絞り出すような言葉に、罪悪感で胸がぎゅっと苦しくなった。自分はどれほど心配をかけたのだろう。
「あのね、これお母様に」
そう言って、エリックは服の中にしまっていた花を取り出した。花びらは半分近くが落ち、見るも無惨な有様になっている。
花をエリックから手渡されたシェイラは、一瞬驚きに目を見開いた後、泣き笑いのような顔をした。
「ありがとう。

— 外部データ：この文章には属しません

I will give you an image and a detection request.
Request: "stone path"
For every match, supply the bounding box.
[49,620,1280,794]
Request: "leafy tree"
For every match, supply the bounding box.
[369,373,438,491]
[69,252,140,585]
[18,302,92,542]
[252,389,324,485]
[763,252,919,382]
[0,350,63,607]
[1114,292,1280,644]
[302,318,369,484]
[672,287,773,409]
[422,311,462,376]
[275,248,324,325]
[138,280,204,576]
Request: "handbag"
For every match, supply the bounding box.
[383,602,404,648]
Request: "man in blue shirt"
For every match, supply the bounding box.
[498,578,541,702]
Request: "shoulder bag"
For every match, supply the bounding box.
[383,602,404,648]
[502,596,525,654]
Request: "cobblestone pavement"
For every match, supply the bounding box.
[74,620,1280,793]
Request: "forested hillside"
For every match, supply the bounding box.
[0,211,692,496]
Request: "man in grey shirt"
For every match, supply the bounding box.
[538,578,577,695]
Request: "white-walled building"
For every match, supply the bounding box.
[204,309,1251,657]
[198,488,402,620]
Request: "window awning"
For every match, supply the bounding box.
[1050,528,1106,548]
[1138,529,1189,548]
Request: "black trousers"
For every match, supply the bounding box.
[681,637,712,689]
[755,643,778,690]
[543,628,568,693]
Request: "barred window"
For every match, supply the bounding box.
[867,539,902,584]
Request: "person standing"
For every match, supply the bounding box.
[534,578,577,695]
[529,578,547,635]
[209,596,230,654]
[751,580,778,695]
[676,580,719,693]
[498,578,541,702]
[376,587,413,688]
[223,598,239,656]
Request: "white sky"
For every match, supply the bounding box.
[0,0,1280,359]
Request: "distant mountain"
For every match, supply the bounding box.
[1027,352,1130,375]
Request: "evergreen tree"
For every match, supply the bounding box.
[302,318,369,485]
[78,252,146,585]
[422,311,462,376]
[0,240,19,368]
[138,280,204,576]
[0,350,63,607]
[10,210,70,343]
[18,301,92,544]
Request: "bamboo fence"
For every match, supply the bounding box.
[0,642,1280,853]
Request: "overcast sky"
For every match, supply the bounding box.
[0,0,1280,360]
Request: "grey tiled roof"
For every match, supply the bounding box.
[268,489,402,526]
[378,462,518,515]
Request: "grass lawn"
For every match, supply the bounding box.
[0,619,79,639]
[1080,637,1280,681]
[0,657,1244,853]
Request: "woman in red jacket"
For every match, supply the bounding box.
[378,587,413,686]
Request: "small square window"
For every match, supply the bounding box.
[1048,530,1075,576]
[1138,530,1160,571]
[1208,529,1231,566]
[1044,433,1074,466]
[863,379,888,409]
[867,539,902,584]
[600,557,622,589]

綺麗ね」
その表情を見ながら、先程までの恐怖も忘れて、花を取ってきて良かったとエリックは思った。シェイラはそれはそれは嬉しそうに白い花を見つめている。
次はせめてマクシミリアンと一緒に行こう。食べ物も持っていくといいかもしれない。愛する人を泣かせる冒険は、二度とすまいと心に誓う。
エリックの摘んだ不格好な一輪の花は、しばらく城の花瓶に飾られた。その後押し花へと姿をかえ、シェイラの栞として長く愛用される事になったのだった。